Ci sono Big con un solo disco alle spalle e dietro già premono le Nuove Proposte, dalle quali non abbiamo ancora ascoltato né una sillaba né una nota, eppure di loro sappiamo tutto, perché la fabbrica dei giovani è una macchina potente che gioca a tutto campo. Intorno ai fenomeni emergenti della canzone italiana, ce ne sono altri giù dal palco, ragazzi che si sono inventati un lavoro fra le note e accompagnano questa scalata. Le case discografiche hanno affidato la comunicazione a laureati fra i 25 e i 30 anni, molte ragazze. Scienze della comunicazione, lingue straniere, qualcuno viene da lettere. Scrivono tweet e post: curano i social media. Fanno da consiglieri, manager, qualche volta da ghost writer. Lo scontro generazionale è andato avanti a lungo, tutto sommato senza grossi spargimenti di sangue. Ai campioni della classicità, raccontano le cronache dal passato, si opponevano di volta in volta gli avveniristi, i falsettisti, gli urlatori, i beat, gli yé-yé, i capelloni, i cantautori.

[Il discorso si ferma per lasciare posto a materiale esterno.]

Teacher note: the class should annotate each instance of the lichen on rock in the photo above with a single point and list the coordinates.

Ma ora è un'altra cosa. Questa è un'opa ostile. Fino a metà anni Sessanta i giovani a Sanremo non erano neppure in giuria. Ci arrivarono nel '67: due studenti delle medie, due delle superiori, due universitari, cinque lavoratori. Non vinse uno dei loro. Fu anzi il festival che costò la vita a uno studente di ingegneria elettronica che viveva a Recco con la madre, di nome Luigi e di cognome Tenco. Trionfò Claudio Villa, i ragazzi fuori dall'Ariston alzarono cartelli con lo slogan "Facciamo l'amore, e non la guerra" e gli gridarono "Bidone, bidone". Hanno continuato a perdere, nel 2000 da un Peppe Servillo cinquantenne: quel pezzo colto degli Avion Travel citava l'operetta. Le case discografiche non gradirono: le radio non lo passavano, i cd non si vendevano. Nel 2010 ha vinto il primo sessantenne, Roberto Vecchioni, probabilmente l'ultimo. Lorenzo Fragola, siciliano, 20 anni, al suo secondo Sanremo dopo una vittoria a X Factor nel 2014: «Siamo tanti? Io spero che possanno esserci sempre più storie come la mia». Caccamo-Iurato, per esempio. Ragusani, sotto i trenta, nati solisti, lei ad Amici, e qui un prodotto in vitro. Negli ultimi cinque anni social, app, nuvole e televoti hanno prodotto il mutamento genetico di Sanremo. Un pezzo della tradizione italiana è fra le mani dei ventenni. E allora musica, ragazzi, avete vinto. Solo una cosa: non stonate.